違法建築は誰の責任か?

民間企業は、利益追求がその目的だ。入りを多くして、出を少なくすれば、自ずと利益は上がる。そうなると、コスト削減のために、色々な努力をすることとなる。当然なことじゃないかな、この、資本主義の体制下においては。

民営化、民営化と、時の首相はオウムのごとく繰り返しているけど、公共性の高いものを、簡単に民営化して大丈夫か、と心配していた。そんな折り、この度の違法建築問題が表面化してきた。昔、建築の許認可は公がやっていたが、これを民間が肩代わり出来るようになった矢先のことだ。経済を考えると、今回のような事件はいくらでも起こり得るし、それを防ぐには、公が大きく関与するしかないと思う。公務員を減らし、サービスを低下させ、足りない分は自分でお金を払って民間サービスを受けなさい、というのが現在の自民党政治である。利益追求が究極の目的である民間企業に、公の責任を全面的に負わすことは無責任な考えだと私は思う。国の経済状況をあげて、訳知り顔で、自分はしっかり守られている輩が、公に頼ることはさも幼稚であるかのような言説には、心底腹が立つ。

ひねくれた意見かもしれないが、今回色々と物議を醸した小泉チルドレン達は、ほとんどか裕福層か、学歴エリートの出身で、庶民的なところがまったく感じられない。英語を操り、白人文化に精通したことを売りにする、何人かのケバイ議員先生を見ていると、生活感などという言葉はまったく無縁な感じがする。面倒なことは、お金を払って対応してきた人達ではないか?そんな感覚で、世の中を渡ってきたことを、合理的で洗練された生き方などと考えているのではないか?だから、公の事業の民営化にも違和感を感じないのかもしれない。

今一番心配していることは、国の根幹に関わる通信事業を民営化しようと躍起になっていることだ。何か偏執狂的な異常な熱意を感じる。郵政民営化という聞こえの良いスローガンのもと、郵便事業の再編と民営化を強引に推進しようとしている現政権が、公共性をどう考えているかという点だ。郵政民営化によってお宝の山を民間に分配するように見せかけているが、その裏には、その莫大な資金をマネーゲームに利用しようとする意図が見え隠れする。とくに、アメリカはこの資金に並々ならぬ関心を示しているようだ。現政権が、極端な親米政策を採っている点も、郵政民営化を舞台にしたマネーゲームを予感させると感じているのは、私だけだろうか。

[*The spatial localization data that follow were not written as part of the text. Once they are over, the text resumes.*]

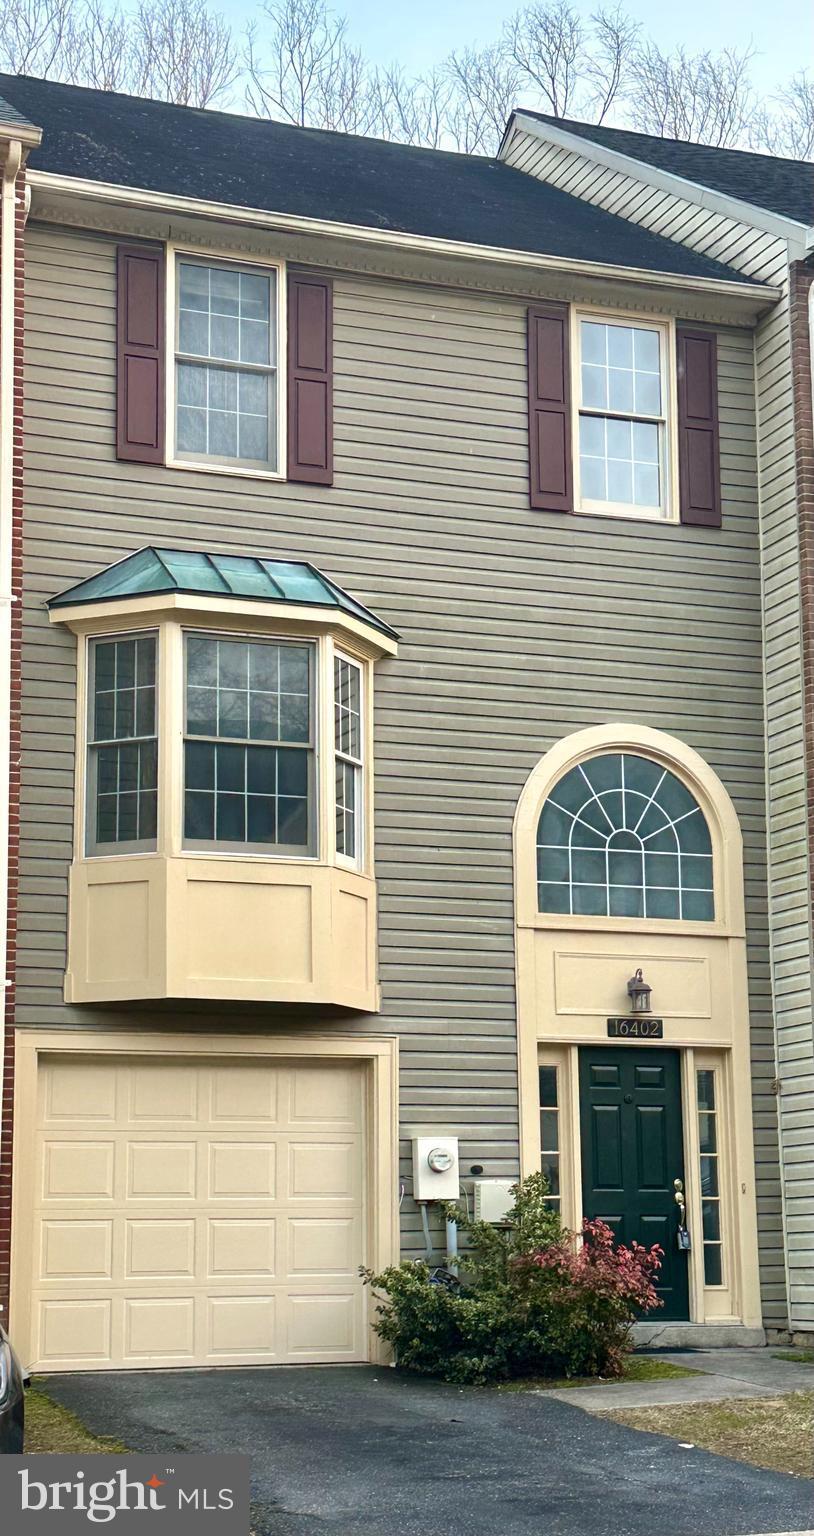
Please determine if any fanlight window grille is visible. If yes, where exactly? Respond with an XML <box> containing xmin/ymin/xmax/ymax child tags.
<box><xmin>536</xmin><ymin>752</ymin><xmax>714</xmax><ymax>921</ymax></box>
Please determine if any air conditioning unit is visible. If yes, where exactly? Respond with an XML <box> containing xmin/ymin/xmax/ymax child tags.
<box><xmin>473</xmin><ymin>1179</ymin><xmax>515</xmax><ymax>1224</ymax></box>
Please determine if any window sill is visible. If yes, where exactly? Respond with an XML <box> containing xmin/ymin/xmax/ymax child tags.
<box><xmin>575</xmin><ymin>503</ymin><xmax>677</xmax><ymax>525</ymax></box>
<box><xmin>65</xmin><ymin>852</ymin><xmax>378</xmax><ymax>1010</ymax></box>
<box><xmin>166</xmin><ymin>454</ymin><xmax>287</xmax><ymax>483</ymax></box>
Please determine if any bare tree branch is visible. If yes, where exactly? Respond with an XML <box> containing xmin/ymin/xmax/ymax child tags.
<box><xmin>444</xmin><ymin>43</ymin><xmax>522</xmax><ymax>153</ymax></box>
<box><xmin>64</xmin><ymin>0</ymin><xmax>129</xmax><ymax>90</ymax></box>
<box><xmin>131</xmin><ymin>0</ymin><xmax>237</xmax><ymax>107</ymax></box>
<box><xmin>753</xmin><ymin>71</ymin><xmax>814</xmax><ymax>160</ymax></box>
<box><xmin>584</xmin><ymin>5</ymin><xmax>638</xmax><ymax>123</ymax></box>
<box><xmin>507</xmin><ymin>0</ymin><xmax>584</xmax><ymax>118</ymax></box>
<box><xmin>0</xmin><ymin>0</ymin><xmax>77</xmax><ymax>76</ymax></box>
<box><xmin>629</xmin><ymin>42</ymin><xmax>757</xmax><ymax>147</ymax></box>
<box><xmin>246</xmin><ymin>0</ymin><xmax>350</xmax><ymax>124</ymax></box>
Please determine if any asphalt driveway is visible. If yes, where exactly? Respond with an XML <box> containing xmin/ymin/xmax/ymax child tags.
<box><xmin>40</xmin><ymin>1366</ymin><xmax>814</xmax><ymax>1536</ymax></box>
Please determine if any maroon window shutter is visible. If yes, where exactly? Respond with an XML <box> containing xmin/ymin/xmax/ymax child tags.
<box><xmin>287</xmin><ymin>272</ymin><xmax>333</xmax><ymax>485</ymax></box>
<box><xmin>116</xmin><ymin>244</ymin><xmax>165</xmax><ymax>464</ymax></box>
<box><xmin>528</xmin><ymin>304</ymin><xmax>572</xmax><ymax>512</ymax></box>
<box><xmin>677</xmin><ymin>328</ymin><xmax>721</xmax><ymax>528</ymax></box>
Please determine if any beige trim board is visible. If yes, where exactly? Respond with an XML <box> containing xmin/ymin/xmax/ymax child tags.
<box><xmin>11</xmin><ymin>1029</ymin><xmax>399</xmax><ymax>1370</ymax></box>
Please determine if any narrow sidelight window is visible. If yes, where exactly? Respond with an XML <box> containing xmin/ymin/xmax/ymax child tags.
<box><xmin>174</xmin><ymin>258</ymin><xmax>279</xmax><ymax>472</ymax></box>
<box><xmin>183</xmin><ymin>634</ymin><xmax>315</xmax><ymax>854</ymax></box>
<box><xmin>334</xmin><ymin>654</ymin><xmax>363</xmax><ymax>862</ymax></box>
<box><xmin>538</xmin><ymin>1064</ymin><xmax>560</xmax><ymax>1209</ymax></box>
<box><xmin>577</xmin><ymin>316</ymin><xmax>670</xmax><ymax>519</ymax></box>
<box><xmin>87</xmin><ymin>633</ymin><xmax>158</xmax><ymax>854</ymax></box>
<box><xmin>697</xmin><ymin>1070</ymin><xmax>724</xmax><ymax>1286</ymax></box>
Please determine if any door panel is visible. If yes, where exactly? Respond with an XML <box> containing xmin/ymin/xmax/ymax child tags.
<box><xmin>579</xmin><ymin>1047</ymin><xmax>689</xmax><ymax>1321</ymax></box>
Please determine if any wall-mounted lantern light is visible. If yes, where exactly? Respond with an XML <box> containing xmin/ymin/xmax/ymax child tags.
<box><xmin>627</xmin><ymin>968</ymin><xmax>652</xmax><ymax>1014</ymax></box>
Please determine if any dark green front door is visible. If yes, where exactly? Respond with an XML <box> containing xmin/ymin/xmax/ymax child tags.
<box><xmin>579</xmin><ymin>1047</ymin><xmax>690</xmax><ymax>1321</ymax></box>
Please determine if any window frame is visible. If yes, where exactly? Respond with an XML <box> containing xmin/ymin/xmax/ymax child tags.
<box><xmin>85</xmin><ymin>628</ymin><xmax>160</xmax><ymax>858</ymax></box>
<box><xmin>334</xmin><ymin>650</ymin><xmax>365</xmax><ymax>869</ymax></box>
<box><xmin>165</xmin><ymin>244</ymin><xmax>287</xmax><ymax>482</ymax></box>
<box><xmin>181</xmin><ymin>628</ymin><xmax>318</xmax><ymax>859</ymax></box>
<box><xmin>571</xmin><ymin>307</ymin><xmax>678</xmax><ymax>524</ymax></box>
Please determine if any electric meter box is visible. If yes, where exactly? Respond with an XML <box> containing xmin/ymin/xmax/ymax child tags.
<box><xmin>412</xmin><ymin>1136</ymin><xmax>460</xmax><ymax>1201</ymax></box>
<box><xmin>473</xmin><ymin>1178</ymin><xmax>516</xmax><ymax>1224</ymax></box>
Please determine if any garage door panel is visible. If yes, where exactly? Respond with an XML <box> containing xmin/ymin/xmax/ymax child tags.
<box><xmin>208</xmin><ymin>1295</ymin><xmax>278</xmax><ymax>1357</ymax></box>
<box><xmin>125</xmin><ymin>1219</ymin><xmax>196</xmax><ymax>1279</ymax></box>
<box><xmin>128</xmin><ymin>1064</ymin><xmax>199</xmax><ymax>1124</ymax></box>
<box><xmin>43</xmin><ymin>1062</ymin><xmax>118</xmax><ymax>1124</ymax></box>
<box><xmin>288</xmin><ymin>1217</ymin><xmax>359</xmax><ymax>1277</ymax></box>
<box><xmin>43</xmin><ymin>1141</ymin><xmax>116</xmax><ymax>1201</ymax></box>
<box><xmin>288</xmin><ymin>1141</ymin><xmax>359</xmax><ymax>1199</ymax></box>
<box><xmin>289</xmin><ymin>1064</ymin><xmax>363</xmax><ymax>1127</ymax></box>
<box><xmin>208</xmin><ymin>1142</ymin><xmax>276</xmax><ymax>1199</ymax></box>
<box><xmin>288</xmin><ymin>1293</ymin><xmax>359</xmax><ymax>1355</ymax></box>
<box><xmin>39</xmin><ymin>1298</ymin><xmax>112</xmax><ymax>1365</ymax></box>
<box><xmin>26</xmin><ymin>1056</ymin><xmax>368</xmax><ymax>1370</ymax></box>
<box><xmin>124</xmin><ymin>1297</ymin><xmax>196</xmax><ymax>1359</ymax></box>
<box><xmin>41</xmin><ymin>1220</ymin><xmax>114</xmax><ymax>1281</ymax></box>
<box><xmin>126</xmin><ymin>1142</ymin><xmax>197</xmax><ymax>1200</ymax></box>
<box><xmin>208</xmin><ymin>1219</ymin><xmax>277</xmax><ymax>1278</ymax></box>
<box><xmin>210</xmin><ymin>1066</ymin><xmax>279</xmax><ymax>1123</ymax></box>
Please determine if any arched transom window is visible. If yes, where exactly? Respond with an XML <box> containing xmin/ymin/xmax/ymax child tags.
<box><xmin>536</xmin><ymin>752</ymin><xmax>714</xmax><ymax>921</ymax></box>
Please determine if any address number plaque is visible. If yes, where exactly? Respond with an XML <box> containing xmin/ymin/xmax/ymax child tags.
<box><xmin>607</xmin><ymin>1017</ymin><xmax>664</xmax><ymax>1039</ymax></box>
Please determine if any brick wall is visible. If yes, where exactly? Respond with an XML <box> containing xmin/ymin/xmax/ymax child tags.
<box><xmin>0</xmin><ymin>164</ymin><xmax>27</xmax><ymax>1314</ymax></box>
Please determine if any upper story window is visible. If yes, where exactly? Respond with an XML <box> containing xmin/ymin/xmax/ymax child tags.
<box><xmin>87</xmin><ymin>633</ymin><xmax>158</xmax><ymax>855</ymax></box>
<box><xmin>174</xmin><ymin>256</ymin><xmax>281</xmax><ymax>474</ymax></box>
<box><xmin>575</xmin><ymin>315</ymin><xmax>671</xmax><ymax>521</ymax></box>
<box><xmin>537</xmin><ymin>751</ymin><xmax>713</xmax><ymax>921</ymax></box>
<box><xmin>183</xmin><ymin>634</ymin><xmax>315</xmax><ymax>854</ymax></box>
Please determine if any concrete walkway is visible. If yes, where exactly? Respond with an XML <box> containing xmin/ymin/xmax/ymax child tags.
<box><xmin>544</xmin><ymin>1348</ymin><xmax>814</xmax><ymax>1411</ymax></box>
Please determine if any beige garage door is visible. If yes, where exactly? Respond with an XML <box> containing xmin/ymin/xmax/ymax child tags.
<box><xmin>26</xmin><ymin>1054</ymin><xmax>367</xmax><ymax>1371</ymax></box>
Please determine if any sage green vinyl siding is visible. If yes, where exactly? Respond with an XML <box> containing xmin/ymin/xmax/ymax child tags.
<box><xmin>504</xmin><ymin>121</ymin><xmax>809</xmax><ymax>1328</ymax></box>
<box><xmin>19</xmin><ymin>221</ymin><xmax>774</xmax><ymax>1292</ymax></box>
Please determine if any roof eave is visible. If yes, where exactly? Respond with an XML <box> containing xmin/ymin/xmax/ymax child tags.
<box><xmin>0</xmin><ymin>119</ymin><xmax>42</xmax><ymax>148</ymax></box>
<box><xmin>27</xmin><ymin>168</ymin><xmax>779</xmax><ymax>313</ymax></box>
<box><xmin>503</xmin><ymin>112</ymin><xmax>811</xmax><ymax>252</ymax></box>
<box><xmin>48</xmin><ymin>590</ymin><xmax>399</xmax><ymax>655</ymax></box>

私はマンション販売に関する広告を結構注意してみる方だが、今回問題になった分譲マンションは、立地や床面積の割に、安すぎると言う印象を持った物件ばかりだ。都心の利便性が極めて良い場所で、あの価格はびっくりした記憶がある。購入者は、みな、疑いを持たなかったのだろうか?早く買わないと、という思いが先行し、十分な検討をしなかったのだろうか。違法な物件を販売したものが悪いに決まっているのだが、購入者の心理をうまく利用した販売戦略だったのではないだろうか。

今回の違法建築で、被害を被った方々には、同情の念を禁じ得ないが、「安物買いの銭失い」という諺を再認識させられた事件だ。それもこれも、公が、その公の意味と自覚を忘れ去ったことに起因していると私は思う。日本は、内政も外交も、国家として危うい時期に来ているのかもしれない。